Stand: 17.04.2018, 08:38 Uhr

Der Staatsfonds Temasek aus Singapur investiert drei Milliarden Euro in Bayer. Der Dax-Konzern kann das Geld gut gebrauchen - so kurz vor der geplanten Übernahme von Monsanto.

Temasek erwerbe im Rahmen einer Kapitalerhöhung 31 Millionen neue Aktien zu einem Bruttoemissionspreis von drei Milliarden Euro, teilte das Leverkusener Unternehmen am Montagabend mit. Das entspricht einem Anteil von 3,6 Prozent des Grundkapitals.

Damit erhöht sich der Anteil des Investors an dem deutschen Pharma- und Chemiekonzern auf 4,0 Prozent.

Den Chef freut's

Bayer-Chef Werner Baumann äußerte sich erfreut. Temasek sei ein langfristig orientierter Anleger.

»Diese Investition ist eine Bestätigung unserer Geschäftsstrategie. Sie zeigt das Vertrauen in die geplante Übernahme von Monsanto und die starken Wachstumsperspektiven von Bayer.«

Werner Baumann, Vorstandsvorsitzender der Bayer AG

Je kleiner, desto besser

Und auch für die Bayer-Aktionäre ist die Temasek-Anteilsaufstockung eine ausgesprochen gute Nachricht. Denn die für die Übernahme des US-Saatgutkonzerns Monsanto geplante Kapitalerhöhung könnte damit kleiner ausfallen.

So hieß es in der Ad-hoc-Mitteilung, die Erlöse der aktuellen Platzierung würden bei der Festlegung des Umfangs der bereits angekündigten Bezugsrechtskapitalerhöhung berücksichtigt.

Die Bayer-Aktie ist nach dieser Ankündigung im frühen Handel der mit Abstand gefragteste Dax-Wert.
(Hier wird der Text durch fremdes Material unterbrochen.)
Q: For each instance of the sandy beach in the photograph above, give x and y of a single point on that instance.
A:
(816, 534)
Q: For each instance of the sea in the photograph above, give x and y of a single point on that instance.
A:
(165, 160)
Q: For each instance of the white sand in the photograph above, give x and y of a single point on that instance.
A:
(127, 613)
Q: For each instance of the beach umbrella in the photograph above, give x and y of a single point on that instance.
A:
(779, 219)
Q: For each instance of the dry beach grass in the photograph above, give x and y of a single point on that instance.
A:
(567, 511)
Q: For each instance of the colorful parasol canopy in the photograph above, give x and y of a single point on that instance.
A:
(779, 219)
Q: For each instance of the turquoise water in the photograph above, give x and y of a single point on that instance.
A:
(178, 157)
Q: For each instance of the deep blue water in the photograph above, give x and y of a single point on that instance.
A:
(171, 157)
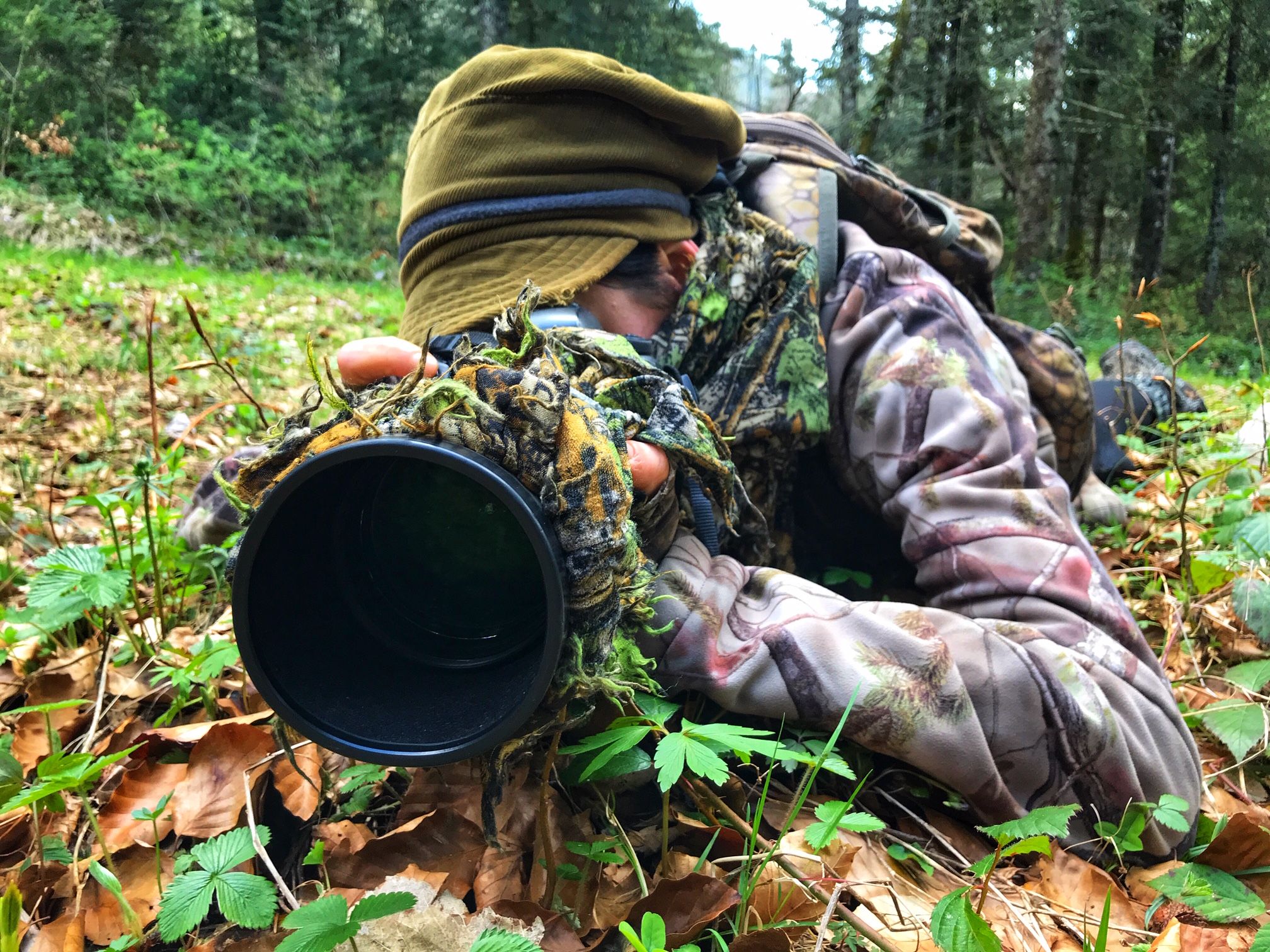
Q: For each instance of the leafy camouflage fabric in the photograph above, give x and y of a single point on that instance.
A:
(1138, 365)
(747, 333)
(557, 411)
(1020, 679)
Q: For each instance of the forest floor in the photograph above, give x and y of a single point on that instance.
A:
(136, 762)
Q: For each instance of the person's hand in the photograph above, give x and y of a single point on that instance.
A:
(369, 360)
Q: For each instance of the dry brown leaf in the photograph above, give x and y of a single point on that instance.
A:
(441, 842)
(211, 798)
(505, 870)
(1179, 937)
(301, 792)
(616, 893)
(762, 941)
(558, 934)
(129, 682)
(140, 788)
(196, 732)
(687, 905)
(333, 834)
(30, 738)
(1078, 890)
(1242, 844)
(62, 934)
(103, 919)
(455, 786)
(779, 897)
(1137, 879)
(676, 866)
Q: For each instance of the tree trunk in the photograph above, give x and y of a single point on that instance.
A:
(962, 101)
(1222, 147)
(1101, 193)
(1161, 141)
(886, 92)
(934, 81)
(1086, 159)
(1042, 135)
(849, 70)
(492, 22)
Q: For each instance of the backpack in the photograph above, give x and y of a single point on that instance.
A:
(792, 172)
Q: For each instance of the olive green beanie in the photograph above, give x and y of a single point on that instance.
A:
(545, 166)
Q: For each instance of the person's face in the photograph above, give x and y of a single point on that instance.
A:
(642, 311)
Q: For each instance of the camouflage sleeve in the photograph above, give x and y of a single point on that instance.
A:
(1022, 679)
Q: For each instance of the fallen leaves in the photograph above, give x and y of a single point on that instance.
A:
(441, 842)
(141, 787)
(687, 905)
(211, 796)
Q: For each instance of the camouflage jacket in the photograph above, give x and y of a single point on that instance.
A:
(1019, 677)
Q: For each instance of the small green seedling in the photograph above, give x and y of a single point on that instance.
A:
(652, 936)
(244, 899)
(327, 922)
(152, 817)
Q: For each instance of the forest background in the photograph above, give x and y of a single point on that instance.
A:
(1116, 140)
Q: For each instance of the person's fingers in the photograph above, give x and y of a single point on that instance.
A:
(369, 360)
(649, 466)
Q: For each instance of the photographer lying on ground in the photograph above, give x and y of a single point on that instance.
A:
(1017, 677)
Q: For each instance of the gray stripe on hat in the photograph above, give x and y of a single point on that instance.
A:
(530, 205)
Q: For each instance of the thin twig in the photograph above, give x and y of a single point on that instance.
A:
(101, 693)
(823, 928)
(225, 368)
(1247, 280)
(150, 376)
(947, 844)
(747, 830)
(256, 837)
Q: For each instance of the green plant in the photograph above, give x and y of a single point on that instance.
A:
(652, 936)
(196, 672)
(327, 922)
(1100, 941)
(61, 772)
(244, 899)
(11, 918)
(152, 817)
(1027, 834)
(502, 941)
(956, 927)
(832, 817)
(112, 885)
(1126, 837)
(1216, 895)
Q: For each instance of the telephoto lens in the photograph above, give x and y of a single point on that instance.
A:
(401, 601)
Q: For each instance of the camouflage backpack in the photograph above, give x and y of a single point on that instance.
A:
(794, 173)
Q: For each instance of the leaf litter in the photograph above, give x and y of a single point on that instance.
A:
(576, 854)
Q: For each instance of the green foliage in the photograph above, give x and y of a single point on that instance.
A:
(956, 927)
(652, 936)
(243, 898)
(1216, 895)
(1100, 941)
(502, 941)
(112, 885)
(901, 853)
(61, 772)
(11, 918)
(327, 922)
(1251, 602)
(1042, 822)
(1241, 725)
(833, 817)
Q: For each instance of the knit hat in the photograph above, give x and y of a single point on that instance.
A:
(545, 166)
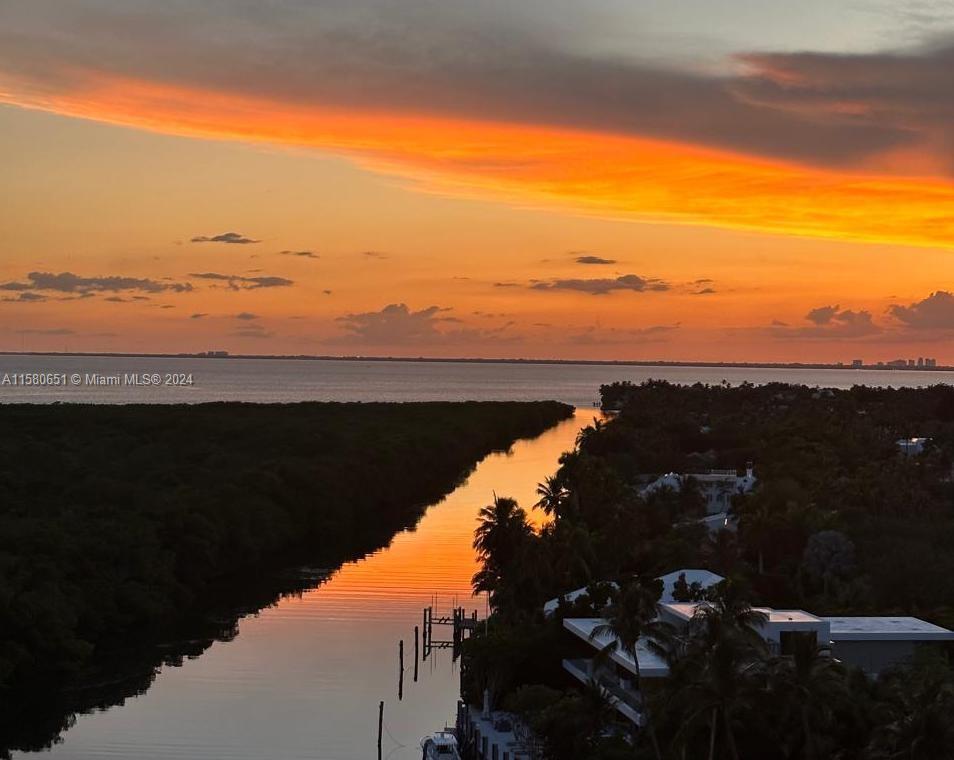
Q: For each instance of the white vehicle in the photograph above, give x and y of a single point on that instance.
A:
(440, 746)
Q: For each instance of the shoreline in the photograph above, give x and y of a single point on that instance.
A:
(478, 360)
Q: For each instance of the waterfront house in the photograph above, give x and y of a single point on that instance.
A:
(716, 486)
(911, 447)
(872, 644)
(695, 580)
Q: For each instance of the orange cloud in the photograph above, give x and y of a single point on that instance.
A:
(585, 171)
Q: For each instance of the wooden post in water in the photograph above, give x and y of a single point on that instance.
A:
(380, 725)
(401, 675)
(416, 651)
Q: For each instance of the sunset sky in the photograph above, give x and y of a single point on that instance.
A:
(702, 180)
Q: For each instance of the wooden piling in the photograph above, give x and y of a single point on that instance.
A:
(416, 652)
(380, 725)
(401, 673)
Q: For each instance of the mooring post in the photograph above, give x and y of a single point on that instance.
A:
(416, 652)
(380, 725)
(401, 675)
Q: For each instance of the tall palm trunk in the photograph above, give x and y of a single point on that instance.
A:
(729, 736)
(809, 738)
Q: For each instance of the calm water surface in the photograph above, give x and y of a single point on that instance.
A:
(301, 380)
(303, 678)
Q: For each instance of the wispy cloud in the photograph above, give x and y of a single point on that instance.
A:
(591, 259)
(603, 285)
(68, 282)
(233, 238)
(936, 312)
(398, 325)
(830, 323)
(300, 254)
(614, 336)
(240, 282)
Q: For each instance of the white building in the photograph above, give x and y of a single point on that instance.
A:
(703, 578)
(870, 643)
(717, 486)
(911, 447)
(876, 643)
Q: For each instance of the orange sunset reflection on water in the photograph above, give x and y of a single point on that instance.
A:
(303, 678)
Auf der Handelsplattform Tradegate notiert der Titel mit aktuell 100,02 Euro 2,1 Prozent über seinem Xetra-Schlusskurs.

US-Kartellwächter als Zünglein an der Waage

Bayer will den US-Konzern Monsanto für 62,5 Milliarden Dollar übernehmen und verkauft dafür zahlreiche eigene Firmenteile an BASF. Der Monsanto-Deal soll noch im zweiten Quartal abgeschlossen werden.

Dem "Wall Street Journal" zufolge wollen die US-Kartellwächter dem Deal nach anfänglichem Zögern doch noch zustimmen. Nach dem grünen Licht der Kartellwächter aus Brasilien, China und der EU gilt die Zustimmung der USA als eine der letzten großen Hürden für den Milliardendeal.